Мамин поезд отходил с одиннадцатого пути. Я проводила ее до перрона — сердце билось все сильнее, и я никак не могла решить, стоит ли мне сказать что-то сейчас или же послушаться директрису и положиться на то, что у нас еще все впереди, у нас есть две недели в конце июня и целая жизнь. Или все-таки сказать что-то сейчас, сию минуту? С другой стороны, это же она, по идее, должна заговорить первой? Объясниться, извиниться, рассказать, в чем было дело. Разве не так?

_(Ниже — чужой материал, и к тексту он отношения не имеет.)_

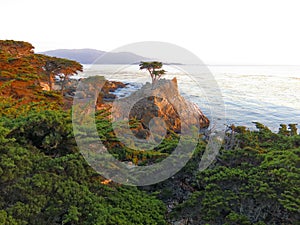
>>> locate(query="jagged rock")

Прежде чем войти в вагон, мама меня обняла. Она обнимала меня долго и крепко, и от нее так приятно пахло. Чем-то цветочным, дамским — и я подумала, как трогательно, что она надушилась, поскольку знала, что обычно она никогда этого не делает. Когда она разжала руки, я почувствовала какое-то тяжелое пульсирующее отчаяние, не только в большом пальце, но вообще во всем теле, — однако, прежде чем двери закрылись, она успела протянуть мне конверт. Маленький синий конверт. Мама стояла у окна и смотрела на меня своими широко раскрытыми птичьими глазами. Смотрела, не отводя взгляд. И я почувствовала, как отчаяние утихает, как мое сердце замедляется и снова начинает биться в обычном ритме.
Пока поезд катился вдоль перрона, я оставалась на месте, судорожно сжимая в руке конверт, и смотрела ей вслед до тех пор, пока еще можно было различить ее черты. Ее волосы. Ее глаза. Потом я просто проводила ее вагон глазами.